137 000 euros à titre de dommages et intérêts pour avoir accepté une variante contraire aux exigences minimales prévues dans le règlement de la consultation. La facture est salée pour la communauté d’agglomération du Cotentin, (anciennement communauté de commune de la Côte des Isles), condamnée au paiement de cette somme par le tribunal administratif de Caen, décision confirmée par la cour administrative d’appel de Nantes le 6 octobre (à télécharger), afin d’indemniser un candidat évincé, la société Jean Tisin. Le litige s’ouvre lorsque l’intercommunalité, après avoir déclaré sans suite un premier marché destiné à construire un pôle nautique de loisirs à Barneville-Carteret, relance sa procédure et autorise les variantes pour le lot n°3 « gros œuvre ». Jusque-là pas de souci. « La démarche d’autoriser une variante sur le procédé est louable car les prestataires, professionnels du secteur, sont plus à même à proposer des méthodes plus adaptés », met en avant Laure Thierry. L’avocate du cabinet Vedesi considère même qu’il s’agit d’un bon moyen de compenser la rudesse d’une procédure de passation sans négociation. Encore faut-il se conformer à ses propres règles. La communauté d’agglomération normande a en effet expliqué dans son CCTP qu’elle choisissait, pour la partie haute du bâtiment des semelles filantes,  et pour la partie basse, une fondation par micro-pieux, tout en laissant la possibilité, dans ce dernier cas, aux candidats de proposer « une autre solution alternative ».

Une maladresse rédactionnelle

Finalement, le pouvoir adjudicateur décide de retenir un autre procédé proposé par un autre soumissionnaire. Sauf que cette technique s’applique à tout le bâtiment et non à la seule base. Devant le tribunal administratif, l’intercommunalité s’est justifiée - sans convaincre le magistrat -  de la régularité de son choix « dès lors que les variantes étaient admises et que celle retenue a justifié des avantages techniques qu’elle présente au regard de la solution retenue par le géotechnicien ». La collectivité a ensuite, devant la cour d’administrative d’appel, invoqué expressément une « maladresse rédactionnelle » qui aurait abouti à limiter les variantes aux fondations sur la partie front de mer au lieu de s’appliquer à l’intégralité de l’ouvrage à construire. Là aussi, le juge est resté sourd. Comme le requérant, classé en deuxième position, avait proposé une offre respectant les prescriptions techniques demandées à un prix inférieur à celle de la société attributaire,  les juges lui ont reconnu la perte d’une chance sérieuse d’obtenir le lot et ont fixé l’indemnisation en conséquence.

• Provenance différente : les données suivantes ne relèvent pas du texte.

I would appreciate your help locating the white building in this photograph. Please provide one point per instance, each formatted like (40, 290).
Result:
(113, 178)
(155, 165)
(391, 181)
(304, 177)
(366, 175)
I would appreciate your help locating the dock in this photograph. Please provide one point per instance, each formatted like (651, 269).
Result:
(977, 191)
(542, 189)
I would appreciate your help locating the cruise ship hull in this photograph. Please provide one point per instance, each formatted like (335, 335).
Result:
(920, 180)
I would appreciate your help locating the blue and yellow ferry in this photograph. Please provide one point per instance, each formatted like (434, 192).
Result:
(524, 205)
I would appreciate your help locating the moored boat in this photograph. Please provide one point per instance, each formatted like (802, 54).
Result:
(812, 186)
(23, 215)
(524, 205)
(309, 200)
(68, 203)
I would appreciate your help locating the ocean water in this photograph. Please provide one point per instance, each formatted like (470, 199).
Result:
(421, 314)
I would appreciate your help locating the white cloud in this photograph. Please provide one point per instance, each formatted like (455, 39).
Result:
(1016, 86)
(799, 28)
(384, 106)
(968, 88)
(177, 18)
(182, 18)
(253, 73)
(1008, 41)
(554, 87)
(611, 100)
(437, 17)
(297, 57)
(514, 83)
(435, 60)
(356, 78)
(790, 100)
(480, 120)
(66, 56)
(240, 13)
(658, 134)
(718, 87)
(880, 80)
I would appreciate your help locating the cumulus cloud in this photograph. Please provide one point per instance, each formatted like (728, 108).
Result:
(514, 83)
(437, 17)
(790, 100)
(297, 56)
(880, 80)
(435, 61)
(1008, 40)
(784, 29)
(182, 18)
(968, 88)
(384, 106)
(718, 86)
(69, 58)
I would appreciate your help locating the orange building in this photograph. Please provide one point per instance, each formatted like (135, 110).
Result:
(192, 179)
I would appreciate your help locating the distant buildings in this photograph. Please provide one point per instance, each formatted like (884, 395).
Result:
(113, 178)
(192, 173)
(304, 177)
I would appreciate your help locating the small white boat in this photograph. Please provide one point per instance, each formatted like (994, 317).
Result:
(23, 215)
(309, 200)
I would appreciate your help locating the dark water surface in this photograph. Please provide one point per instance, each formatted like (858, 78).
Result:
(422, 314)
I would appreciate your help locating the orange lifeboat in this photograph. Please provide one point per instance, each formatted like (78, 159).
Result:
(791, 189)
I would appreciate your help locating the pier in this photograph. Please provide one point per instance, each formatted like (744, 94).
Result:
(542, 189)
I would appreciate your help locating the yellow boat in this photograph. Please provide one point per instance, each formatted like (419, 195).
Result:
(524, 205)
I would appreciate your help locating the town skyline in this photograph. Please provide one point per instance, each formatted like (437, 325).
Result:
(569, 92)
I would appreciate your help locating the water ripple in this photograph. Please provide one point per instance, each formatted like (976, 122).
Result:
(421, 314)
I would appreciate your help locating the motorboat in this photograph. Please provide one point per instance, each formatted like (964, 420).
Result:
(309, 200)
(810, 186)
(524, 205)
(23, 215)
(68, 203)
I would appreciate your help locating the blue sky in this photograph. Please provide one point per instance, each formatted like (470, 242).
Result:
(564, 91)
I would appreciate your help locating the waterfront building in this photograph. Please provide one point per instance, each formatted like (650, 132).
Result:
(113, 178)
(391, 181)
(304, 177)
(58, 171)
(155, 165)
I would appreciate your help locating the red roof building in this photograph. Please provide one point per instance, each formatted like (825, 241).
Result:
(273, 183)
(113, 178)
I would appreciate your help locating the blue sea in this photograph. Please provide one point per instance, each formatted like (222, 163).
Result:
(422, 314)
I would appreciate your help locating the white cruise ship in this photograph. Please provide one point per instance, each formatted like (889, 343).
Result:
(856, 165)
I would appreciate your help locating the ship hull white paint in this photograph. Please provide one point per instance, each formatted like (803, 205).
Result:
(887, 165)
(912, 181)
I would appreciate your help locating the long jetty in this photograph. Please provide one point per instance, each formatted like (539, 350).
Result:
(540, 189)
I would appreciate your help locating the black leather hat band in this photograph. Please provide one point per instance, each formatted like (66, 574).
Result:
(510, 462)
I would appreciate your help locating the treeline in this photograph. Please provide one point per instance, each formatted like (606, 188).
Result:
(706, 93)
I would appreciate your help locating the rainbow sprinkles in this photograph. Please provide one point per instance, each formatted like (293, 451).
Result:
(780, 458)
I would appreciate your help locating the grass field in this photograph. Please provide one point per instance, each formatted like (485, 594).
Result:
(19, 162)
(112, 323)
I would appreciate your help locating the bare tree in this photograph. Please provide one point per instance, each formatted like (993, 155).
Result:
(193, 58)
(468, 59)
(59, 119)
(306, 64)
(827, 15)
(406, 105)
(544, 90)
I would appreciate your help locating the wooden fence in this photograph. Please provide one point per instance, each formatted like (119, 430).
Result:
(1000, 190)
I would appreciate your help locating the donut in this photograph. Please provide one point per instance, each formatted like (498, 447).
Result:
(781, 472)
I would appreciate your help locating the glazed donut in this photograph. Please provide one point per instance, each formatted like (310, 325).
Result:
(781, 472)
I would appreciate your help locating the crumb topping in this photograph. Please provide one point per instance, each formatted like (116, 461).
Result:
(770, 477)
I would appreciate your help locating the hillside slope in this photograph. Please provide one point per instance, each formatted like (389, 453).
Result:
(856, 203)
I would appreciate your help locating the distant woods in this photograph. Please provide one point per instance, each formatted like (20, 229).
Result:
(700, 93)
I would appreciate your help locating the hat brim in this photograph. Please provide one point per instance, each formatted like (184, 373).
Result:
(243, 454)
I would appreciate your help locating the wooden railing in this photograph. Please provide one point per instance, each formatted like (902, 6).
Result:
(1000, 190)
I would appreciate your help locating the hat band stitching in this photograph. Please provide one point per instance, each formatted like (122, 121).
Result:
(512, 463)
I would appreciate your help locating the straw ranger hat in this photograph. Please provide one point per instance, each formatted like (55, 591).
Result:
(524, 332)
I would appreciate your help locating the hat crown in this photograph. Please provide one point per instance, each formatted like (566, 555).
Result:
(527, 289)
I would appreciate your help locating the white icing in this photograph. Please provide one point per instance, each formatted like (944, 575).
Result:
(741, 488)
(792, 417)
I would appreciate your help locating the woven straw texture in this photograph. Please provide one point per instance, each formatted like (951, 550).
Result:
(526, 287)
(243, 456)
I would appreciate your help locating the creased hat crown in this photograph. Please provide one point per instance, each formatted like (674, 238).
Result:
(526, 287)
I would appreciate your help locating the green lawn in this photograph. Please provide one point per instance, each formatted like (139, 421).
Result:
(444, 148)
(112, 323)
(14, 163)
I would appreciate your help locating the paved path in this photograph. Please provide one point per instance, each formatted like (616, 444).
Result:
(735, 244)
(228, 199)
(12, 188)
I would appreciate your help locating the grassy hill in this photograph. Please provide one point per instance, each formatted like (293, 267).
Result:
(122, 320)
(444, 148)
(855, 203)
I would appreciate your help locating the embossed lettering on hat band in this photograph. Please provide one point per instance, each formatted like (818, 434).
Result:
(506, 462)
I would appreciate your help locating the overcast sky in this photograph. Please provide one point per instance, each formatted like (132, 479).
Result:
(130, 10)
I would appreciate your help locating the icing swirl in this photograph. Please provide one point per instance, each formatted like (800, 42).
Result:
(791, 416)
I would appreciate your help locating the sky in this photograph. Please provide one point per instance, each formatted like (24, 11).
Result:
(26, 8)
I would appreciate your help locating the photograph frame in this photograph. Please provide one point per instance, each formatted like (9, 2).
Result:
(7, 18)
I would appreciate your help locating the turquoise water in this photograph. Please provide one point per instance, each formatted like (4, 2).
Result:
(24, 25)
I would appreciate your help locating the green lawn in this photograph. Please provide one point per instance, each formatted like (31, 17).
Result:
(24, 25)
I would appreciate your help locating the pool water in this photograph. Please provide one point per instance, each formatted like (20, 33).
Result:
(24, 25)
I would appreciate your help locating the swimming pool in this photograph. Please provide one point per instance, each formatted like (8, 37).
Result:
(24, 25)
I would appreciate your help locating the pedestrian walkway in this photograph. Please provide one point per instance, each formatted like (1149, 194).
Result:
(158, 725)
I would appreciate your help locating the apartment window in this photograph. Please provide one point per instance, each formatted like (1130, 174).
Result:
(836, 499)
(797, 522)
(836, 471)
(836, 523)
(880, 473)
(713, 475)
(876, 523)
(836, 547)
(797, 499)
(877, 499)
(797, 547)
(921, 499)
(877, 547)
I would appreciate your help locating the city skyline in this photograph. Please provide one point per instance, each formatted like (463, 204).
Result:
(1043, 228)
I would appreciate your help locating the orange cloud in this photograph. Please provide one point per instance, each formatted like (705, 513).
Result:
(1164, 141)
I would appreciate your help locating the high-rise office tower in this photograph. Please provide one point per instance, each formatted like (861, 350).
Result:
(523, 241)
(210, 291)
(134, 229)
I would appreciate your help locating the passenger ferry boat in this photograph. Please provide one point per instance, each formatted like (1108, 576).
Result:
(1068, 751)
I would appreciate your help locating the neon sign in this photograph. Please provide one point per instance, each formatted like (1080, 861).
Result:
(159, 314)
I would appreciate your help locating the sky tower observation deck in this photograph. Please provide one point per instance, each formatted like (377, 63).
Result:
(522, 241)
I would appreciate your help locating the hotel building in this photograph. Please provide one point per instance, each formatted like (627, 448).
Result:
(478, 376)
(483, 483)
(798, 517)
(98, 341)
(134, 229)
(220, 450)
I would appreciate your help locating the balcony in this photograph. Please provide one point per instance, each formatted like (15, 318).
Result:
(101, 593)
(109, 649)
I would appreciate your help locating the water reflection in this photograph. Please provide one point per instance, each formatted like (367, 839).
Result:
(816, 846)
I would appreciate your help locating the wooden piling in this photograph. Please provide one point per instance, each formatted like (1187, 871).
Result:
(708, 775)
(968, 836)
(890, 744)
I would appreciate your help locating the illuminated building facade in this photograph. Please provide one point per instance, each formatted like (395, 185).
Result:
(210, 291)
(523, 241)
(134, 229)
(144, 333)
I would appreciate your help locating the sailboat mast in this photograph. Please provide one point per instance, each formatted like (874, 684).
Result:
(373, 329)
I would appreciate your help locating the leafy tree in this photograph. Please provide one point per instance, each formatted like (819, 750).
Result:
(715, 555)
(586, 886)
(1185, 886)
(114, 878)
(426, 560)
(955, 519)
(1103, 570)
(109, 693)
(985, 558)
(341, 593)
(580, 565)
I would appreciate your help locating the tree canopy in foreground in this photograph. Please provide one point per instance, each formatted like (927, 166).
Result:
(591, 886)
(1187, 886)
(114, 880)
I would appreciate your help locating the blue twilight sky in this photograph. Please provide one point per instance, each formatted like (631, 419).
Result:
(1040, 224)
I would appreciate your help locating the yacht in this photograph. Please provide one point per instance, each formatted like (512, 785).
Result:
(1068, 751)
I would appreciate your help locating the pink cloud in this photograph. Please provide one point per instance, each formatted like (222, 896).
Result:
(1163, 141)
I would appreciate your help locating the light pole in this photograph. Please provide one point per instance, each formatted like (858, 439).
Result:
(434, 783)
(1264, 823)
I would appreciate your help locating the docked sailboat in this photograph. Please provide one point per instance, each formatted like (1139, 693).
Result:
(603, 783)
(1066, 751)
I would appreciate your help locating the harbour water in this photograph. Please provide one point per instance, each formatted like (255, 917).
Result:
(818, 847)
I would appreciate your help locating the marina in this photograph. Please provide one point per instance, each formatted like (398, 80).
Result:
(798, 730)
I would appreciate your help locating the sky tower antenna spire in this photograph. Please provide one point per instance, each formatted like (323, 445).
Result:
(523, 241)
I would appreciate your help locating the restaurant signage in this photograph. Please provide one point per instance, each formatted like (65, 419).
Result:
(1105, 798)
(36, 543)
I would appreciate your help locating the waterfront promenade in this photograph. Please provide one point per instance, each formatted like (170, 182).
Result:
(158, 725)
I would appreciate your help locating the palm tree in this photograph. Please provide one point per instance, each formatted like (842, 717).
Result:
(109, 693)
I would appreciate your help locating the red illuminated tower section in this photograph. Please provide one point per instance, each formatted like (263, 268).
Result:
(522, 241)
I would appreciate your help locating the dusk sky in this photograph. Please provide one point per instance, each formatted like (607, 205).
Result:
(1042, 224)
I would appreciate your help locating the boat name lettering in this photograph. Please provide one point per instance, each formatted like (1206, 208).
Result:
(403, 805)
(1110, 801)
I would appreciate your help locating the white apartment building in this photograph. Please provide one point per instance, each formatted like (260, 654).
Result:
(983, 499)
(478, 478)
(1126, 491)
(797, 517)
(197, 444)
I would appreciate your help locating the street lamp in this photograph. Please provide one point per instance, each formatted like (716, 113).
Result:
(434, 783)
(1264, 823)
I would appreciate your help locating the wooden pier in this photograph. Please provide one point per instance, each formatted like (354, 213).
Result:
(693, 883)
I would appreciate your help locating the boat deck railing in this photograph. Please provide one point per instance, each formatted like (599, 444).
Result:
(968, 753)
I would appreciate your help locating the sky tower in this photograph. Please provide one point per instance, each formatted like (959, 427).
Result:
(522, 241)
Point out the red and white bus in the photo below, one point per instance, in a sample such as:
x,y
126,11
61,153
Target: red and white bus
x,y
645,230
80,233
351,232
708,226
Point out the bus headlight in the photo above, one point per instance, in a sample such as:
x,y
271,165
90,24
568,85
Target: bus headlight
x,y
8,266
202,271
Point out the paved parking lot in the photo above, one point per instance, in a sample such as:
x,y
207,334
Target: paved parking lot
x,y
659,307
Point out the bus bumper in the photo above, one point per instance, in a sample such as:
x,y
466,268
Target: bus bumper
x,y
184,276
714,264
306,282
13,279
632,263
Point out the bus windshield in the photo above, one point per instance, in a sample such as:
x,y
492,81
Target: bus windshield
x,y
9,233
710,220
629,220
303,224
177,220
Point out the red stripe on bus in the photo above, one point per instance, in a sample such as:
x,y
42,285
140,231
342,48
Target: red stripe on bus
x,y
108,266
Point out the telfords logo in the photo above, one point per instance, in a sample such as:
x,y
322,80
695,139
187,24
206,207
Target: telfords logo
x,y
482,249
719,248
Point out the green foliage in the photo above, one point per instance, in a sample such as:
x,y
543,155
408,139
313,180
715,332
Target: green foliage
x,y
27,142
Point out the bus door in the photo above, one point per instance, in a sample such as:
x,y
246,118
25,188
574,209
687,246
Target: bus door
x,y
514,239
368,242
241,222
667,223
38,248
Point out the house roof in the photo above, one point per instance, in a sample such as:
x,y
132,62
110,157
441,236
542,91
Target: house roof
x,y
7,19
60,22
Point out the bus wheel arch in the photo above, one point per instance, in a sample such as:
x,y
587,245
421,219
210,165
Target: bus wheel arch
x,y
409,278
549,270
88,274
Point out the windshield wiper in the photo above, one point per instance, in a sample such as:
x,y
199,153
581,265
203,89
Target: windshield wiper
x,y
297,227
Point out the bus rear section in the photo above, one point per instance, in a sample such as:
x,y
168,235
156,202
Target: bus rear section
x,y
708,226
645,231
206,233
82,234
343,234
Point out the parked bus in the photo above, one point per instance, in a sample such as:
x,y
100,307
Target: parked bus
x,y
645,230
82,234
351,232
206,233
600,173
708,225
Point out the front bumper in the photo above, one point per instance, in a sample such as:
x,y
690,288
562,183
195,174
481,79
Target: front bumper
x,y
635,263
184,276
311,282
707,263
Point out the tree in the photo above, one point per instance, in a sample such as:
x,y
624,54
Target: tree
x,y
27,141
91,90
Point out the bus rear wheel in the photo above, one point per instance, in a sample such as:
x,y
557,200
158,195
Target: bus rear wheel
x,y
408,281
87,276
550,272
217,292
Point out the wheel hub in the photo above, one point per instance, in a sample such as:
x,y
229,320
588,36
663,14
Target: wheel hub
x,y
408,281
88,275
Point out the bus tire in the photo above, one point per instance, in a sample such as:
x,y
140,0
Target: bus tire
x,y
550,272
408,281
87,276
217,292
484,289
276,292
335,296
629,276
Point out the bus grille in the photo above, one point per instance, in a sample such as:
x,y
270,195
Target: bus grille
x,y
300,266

Mieux vaut lister les dérogations possibles


Les contentieux sur l’analyse d’une solution alternative sont récurrents. « L’éternel problème de ce procédé est de comparer des choses différentes », prévient Me Laurent Frölich, avocat associé du cabinet CLF. Comme l’indique clairement l’article 58 du décret marchés, la personne publique doit mentionner dans les documents de la consultation les exigences minimales que les variantes doivent respecter ainsi que toute condition particulière de leur présentation. Une règle qui vaut pour les MAPA. Deux méthodes existent. Soit l’acheteur indique les éléments intangibles du contrat. Soit il liste les dérogations possibles. Me Laure Thierry privilégie cette seconde option, approche plus confortable pour noter les offres car elles seront moins disparates et le risque d’un recours sera moindre. Pour des opérations de travaux cela est même préférable, ajoute son confrère.

Soit l’acheteur indique les éléments intangibles du contrat. Soit il liste les dérogations possibles

.Ces prescriptions  doivent être présentes uniquement dans les documents de la consultation et non pas dispersées dans le cahier des charges, recommande Me Vincent Corneloup, avocat associé au cabinet DSC, qui conseille de demander aux candidats de justifier les avantages et les inconvénients de leurs solutions alternatives, afin de faciliter l’analyse des offres. Reste une interrogation : sur quoi peut porter une variante ? Les textes demeurent étrangement muets sur son périmètre.  Me Vincent Corneloup, qui ne connaît pas a priori de jurisprudence en la matière, estime qu’il est possible pour l’acheteur d’autoriser une solution alternative sur chaque clause du contrat (les opérations de vérifications, les pénalités, le prix, les délais...). A condition toutefois de prendre en compte deux écueils. En ouvrant les variantes à tous les éléments du marché, l’acheteur peut prêter le flanc à la critique puisqu’il est censé définir « précisément » son besoin (article 30 de l’ordonnance). Autoriser la variante ne doit pas non plus impacter les critères d’attribution. Dans le cas d’une clause de variation de prix par exemple, elle pourra  avoir pour effet que l’offre de l’opérateur classé premier finira, au cours de l’exécution, par ne plus être économiquement la plus avantageuse.